Sharon Wrobel
This year Israel has been facing one of the longest and most intense wars in its history, levels of geopolitical uncertainty have been off the charts, and yet the local tech market for “exits” — mergers and acquisitions or initial public offerings of shares – is on track for one of the best years over the past decade.
The value of Israeli tech exits, including M&As and IPOs, this year jumped 78 percent to $13.4 billion, up from $7.5 billion in 2023, according to the 2024 exit report by consultants PwC Israel released on Wednesday. Despite the large increase in the value of transactions, there was a modest increase in the number of deals executed this year – 53 compared to 45 transactions completed in 2023.
From the outset, the data looks encouraging, but a closer look shows that almost half of the transactions were middle-of-the-road deals, in the $100 to 500 million range, involving more established startups and companies mostly developing cybersecurity and artificial intelligence technologies. Overall, average deal size surged by 51%, to $252 million compared to $167 million in the previous year.

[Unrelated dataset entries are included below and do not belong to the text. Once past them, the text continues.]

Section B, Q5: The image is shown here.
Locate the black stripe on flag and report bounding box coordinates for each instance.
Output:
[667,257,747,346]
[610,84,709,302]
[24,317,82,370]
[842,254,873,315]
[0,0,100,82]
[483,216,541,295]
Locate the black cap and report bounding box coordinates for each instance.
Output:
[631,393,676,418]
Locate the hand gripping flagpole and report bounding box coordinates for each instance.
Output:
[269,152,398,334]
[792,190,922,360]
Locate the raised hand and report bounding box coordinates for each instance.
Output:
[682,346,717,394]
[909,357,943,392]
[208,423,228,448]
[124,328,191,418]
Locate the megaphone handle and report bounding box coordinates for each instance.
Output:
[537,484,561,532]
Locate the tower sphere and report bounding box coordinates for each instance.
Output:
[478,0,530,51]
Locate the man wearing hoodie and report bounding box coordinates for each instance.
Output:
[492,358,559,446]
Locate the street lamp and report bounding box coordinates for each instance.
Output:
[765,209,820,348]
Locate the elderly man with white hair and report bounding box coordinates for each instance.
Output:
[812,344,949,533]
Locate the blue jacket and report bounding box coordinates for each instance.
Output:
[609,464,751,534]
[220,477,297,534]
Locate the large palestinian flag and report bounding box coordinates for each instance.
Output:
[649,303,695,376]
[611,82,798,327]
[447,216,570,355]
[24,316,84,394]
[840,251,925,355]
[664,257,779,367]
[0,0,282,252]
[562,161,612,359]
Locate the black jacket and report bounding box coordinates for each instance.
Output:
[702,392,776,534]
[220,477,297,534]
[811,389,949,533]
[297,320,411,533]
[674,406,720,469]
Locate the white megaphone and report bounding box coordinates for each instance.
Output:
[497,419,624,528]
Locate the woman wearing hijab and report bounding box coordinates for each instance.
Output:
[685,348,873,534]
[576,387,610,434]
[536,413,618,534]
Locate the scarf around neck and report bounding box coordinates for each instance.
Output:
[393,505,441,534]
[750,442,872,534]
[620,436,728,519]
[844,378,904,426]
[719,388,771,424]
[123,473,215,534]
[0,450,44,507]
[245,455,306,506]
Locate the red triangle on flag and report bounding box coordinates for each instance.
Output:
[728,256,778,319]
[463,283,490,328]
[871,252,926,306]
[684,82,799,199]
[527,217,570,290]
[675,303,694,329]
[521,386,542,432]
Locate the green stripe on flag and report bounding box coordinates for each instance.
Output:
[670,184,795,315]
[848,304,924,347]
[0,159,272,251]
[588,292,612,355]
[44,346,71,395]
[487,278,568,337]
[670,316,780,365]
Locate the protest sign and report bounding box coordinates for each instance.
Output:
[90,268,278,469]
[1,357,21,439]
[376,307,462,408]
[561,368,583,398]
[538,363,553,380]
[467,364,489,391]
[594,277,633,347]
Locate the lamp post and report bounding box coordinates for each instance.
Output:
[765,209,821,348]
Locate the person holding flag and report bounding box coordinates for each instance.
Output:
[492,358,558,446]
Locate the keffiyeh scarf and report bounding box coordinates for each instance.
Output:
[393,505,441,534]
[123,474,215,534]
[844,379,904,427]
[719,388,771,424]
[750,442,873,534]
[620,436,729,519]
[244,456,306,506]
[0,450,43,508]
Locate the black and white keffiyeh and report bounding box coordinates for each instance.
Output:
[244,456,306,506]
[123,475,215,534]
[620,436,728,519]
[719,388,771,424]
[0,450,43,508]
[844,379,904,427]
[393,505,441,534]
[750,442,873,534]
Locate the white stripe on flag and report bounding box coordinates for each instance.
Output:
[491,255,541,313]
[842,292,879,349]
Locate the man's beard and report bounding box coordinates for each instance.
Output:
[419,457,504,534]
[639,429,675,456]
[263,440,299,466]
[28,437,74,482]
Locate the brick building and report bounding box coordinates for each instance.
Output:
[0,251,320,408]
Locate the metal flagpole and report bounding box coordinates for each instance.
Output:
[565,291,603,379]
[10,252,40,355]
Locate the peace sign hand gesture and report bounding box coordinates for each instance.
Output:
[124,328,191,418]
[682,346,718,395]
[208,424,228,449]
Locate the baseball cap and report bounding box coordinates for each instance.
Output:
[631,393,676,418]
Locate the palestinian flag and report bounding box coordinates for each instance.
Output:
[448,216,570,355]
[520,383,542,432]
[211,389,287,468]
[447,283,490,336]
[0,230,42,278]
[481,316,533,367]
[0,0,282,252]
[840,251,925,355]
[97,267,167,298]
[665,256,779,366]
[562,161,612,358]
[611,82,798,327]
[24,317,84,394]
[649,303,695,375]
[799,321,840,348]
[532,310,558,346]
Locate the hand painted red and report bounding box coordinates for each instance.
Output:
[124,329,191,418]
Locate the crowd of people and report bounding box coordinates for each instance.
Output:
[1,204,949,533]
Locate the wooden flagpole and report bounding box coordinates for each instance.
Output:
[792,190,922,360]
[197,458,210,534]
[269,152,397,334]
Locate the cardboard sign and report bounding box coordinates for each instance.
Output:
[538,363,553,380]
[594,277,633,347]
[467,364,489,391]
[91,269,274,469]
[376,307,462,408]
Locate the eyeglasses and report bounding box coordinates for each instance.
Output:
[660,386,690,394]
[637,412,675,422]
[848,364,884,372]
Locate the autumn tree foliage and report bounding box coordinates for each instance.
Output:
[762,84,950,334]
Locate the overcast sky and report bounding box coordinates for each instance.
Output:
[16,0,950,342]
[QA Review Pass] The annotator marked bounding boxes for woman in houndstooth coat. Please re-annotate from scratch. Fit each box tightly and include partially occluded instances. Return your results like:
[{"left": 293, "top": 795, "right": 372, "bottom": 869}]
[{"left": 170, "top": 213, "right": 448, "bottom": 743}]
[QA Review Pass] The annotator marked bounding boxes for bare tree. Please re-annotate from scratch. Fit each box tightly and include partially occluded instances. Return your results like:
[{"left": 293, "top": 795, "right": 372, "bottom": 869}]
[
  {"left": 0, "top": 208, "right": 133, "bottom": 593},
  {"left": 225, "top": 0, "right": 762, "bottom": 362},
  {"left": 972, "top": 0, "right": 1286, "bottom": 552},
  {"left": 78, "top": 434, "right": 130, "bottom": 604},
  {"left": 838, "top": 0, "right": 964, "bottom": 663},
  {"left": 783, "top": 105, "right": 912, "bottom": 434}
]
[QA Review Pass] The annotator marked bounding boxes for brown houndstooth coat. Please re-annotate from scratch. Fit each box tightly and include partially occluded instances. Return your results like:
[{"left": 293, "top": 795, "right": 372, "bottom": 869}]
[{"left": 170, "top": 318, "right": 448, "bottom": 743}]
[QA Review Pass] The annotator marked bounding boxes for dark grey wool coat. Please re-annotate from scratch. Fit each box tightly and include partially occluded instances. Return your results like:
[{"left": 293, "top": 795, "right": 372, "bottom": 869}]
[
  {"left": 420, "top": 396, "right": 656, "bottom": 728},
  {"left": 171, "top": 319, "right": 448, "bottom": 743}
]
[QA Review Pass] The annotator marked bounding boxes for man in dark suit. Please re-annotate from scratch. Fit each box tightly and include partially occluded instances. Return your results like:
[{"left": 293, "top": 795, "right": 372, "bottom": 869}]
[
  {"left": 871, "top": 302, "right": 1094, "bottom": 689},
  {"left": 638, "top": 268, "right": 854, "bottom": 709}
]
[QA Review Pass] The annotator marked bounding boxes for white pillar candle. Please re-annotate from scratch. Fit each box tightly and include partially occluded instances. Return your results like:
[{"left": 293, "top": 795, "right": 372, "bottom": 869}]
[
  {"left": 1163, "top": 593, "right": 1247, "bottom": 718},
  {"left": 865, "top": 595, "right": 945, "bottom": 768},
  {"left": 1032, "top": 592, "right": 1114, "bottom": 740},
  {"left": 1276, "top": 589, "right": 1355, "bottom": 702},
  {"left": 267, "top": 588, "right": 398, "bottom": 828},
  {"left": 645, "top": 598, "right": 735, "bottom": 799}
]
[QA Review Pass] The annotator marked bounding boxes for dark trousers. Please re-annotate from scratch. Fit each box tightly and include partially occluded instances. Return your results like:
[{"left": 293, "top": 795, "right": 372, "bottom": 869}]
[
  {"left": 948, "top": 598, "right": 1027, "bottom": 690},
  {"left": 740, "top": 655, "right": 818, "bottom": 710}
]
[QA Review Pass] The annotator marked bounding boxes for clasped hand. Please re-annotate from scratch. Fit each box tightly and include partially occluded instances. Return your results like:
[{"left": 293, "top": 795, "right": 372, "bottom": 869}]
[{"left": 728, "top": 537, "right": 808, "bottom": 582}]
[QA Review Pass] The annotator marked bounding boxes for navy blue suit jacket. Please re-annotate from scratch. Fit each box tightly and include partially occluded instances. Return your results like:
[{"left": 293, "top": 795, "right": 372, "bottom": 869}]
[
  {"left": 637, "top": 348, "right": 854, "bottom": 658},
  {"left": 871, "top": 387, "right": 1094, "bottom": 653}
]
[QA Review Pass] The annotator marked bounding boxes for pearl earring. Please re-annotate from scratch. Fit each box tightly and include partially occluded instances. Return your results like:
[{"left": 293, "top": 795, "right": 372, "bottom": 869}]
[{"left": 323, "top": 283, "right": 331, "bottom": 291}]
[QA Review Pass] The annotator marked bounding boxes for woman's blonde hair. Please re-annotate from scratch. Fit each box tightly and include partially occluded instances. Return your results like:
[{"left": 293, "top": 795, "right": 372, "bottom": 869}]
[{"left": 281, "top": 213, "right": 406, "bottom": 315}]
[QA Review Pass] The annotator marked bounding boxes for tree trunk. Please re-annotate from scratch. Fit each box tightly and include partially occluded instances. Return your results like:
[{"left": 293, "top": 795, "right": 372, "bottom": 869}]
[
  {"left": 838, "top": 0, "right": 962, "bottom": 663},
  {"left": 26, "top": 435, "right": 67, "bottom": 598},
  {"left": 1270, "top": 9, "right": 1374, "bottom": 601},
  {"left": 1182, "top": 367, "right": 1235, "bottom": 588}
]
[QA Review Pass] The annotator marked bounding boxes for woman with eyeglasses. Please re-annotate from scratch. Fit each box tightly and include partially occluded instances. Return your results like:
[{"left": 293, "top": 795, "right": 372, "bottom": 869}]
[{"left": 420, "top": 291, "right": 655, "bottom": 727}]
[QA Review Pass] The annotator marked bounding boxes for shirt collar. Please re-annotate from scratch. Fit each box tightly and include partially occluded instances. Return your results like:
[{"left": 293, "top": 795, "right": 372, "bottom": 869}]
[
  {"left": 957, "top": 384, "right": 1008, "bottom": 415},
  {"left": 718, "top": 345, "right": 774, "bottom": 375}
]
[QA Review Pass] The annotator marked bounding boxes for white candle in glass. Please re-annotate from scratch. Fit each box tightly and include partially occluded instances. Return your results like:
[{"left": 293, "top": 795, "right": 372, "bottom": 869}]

“Against the backdrop of the war and amid internal and global challenges, the Israeli high-tech industry demonstrates recovery signs in 2024, showing significant upward trends in both average deal size and total transaction values,” said Yaron Weizenbluth, partner at PwC Israel. “However, it’s important to note that alongside this growth, the market remains characterized by unprecedented levels of uncertainty this year.”